Giovani, forti, figli della modernità. Neymar Jr e Paul Pogba, astri nascenti, giocolieri del nuovo millennio, stelle del firmamento mondiale. Neymar parte dall'esterno sinistro di un tridente completato dalla ferocia di Suarez e dalla poesia di Messi, Pogba è l'ala di un rombo, il marchio esterno dei 4 di mezzo di Allegri. In comune hanno quel pizzico di superbia che contraddistingue chi sa di essere forte e vuol ricordarlo agli altri.

L'incedere di Pogba è elegante, altero, è un monarca, ha poteri pieni, perché sa fare tutto, a un fisico eccezionale, aggiunge una tecnica perfetta. A Manchester, si interrogano sula dipartita di Paul e ammirano lo scintillio del diamante a Torino.

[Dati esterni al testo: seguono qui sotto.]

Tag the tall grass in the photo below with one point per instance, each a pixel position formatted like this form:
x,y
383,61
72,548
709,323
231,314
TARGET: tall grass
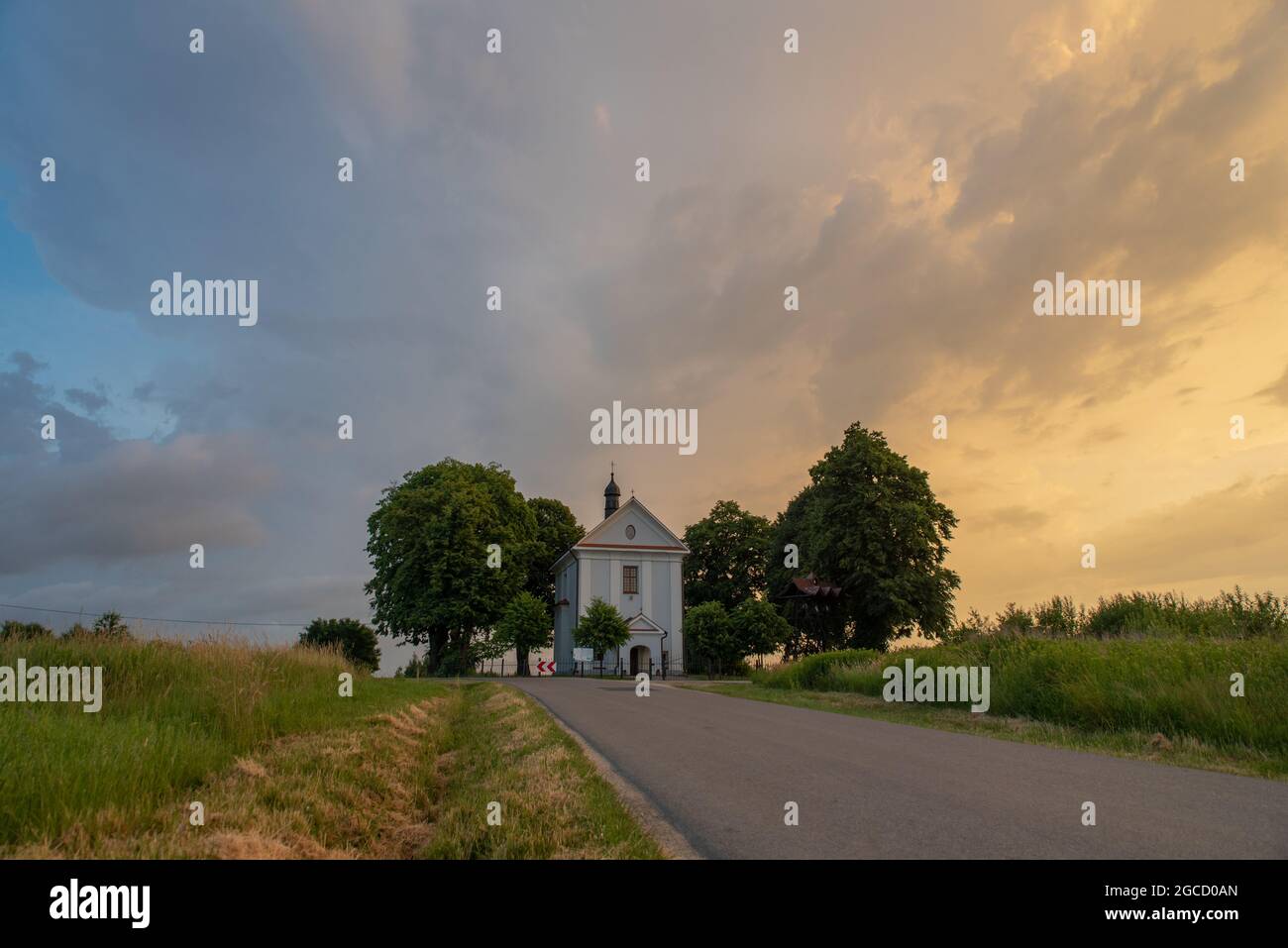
x,y
1177,686
171,716
1227,616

Anche i grandi come Feguson commettono imperdonabili errori.

Neymar è un fenomeno, fa cose che dovrebbero essere precluse ai comuni mortali, ancor più se la velocità impressa al movimento è oltre le leggi naturali. Il dribbling, nella sua essenza, il gioco, spinto fin sull'orlo dell' "offesa". Neymar tende all'esagerazione, a irridire il dirimpettaio di turno, con movimenti e colpi portati all'estremo.

Porta in dote, il brasiliano, la fama di tuffatore, non tutti amano Neymar, proprio perché molti identificano la nuova sensazione verdeoro come un ragazzino viziato, dotato dagli dei del calcio di infinite possiblità, ma non di "garbo". La legge non scritta del rispetto, ecco, a dire di molti, cosa manca a Neymar.

Pogba ha altri limiti, in primis mentali. Tende, talvolta, a perdersi, corpo estraneo agli eventi in divenire. Allegri, che conosce il calcio, spesso si infervora, quando vede Pogba accontentarsi, piacersi.    

Nella notte di Berlino, due ragazzi provano ad alzare la cresta, dopo aver sedotto il Mondo, vogliono conquistare l'Europa.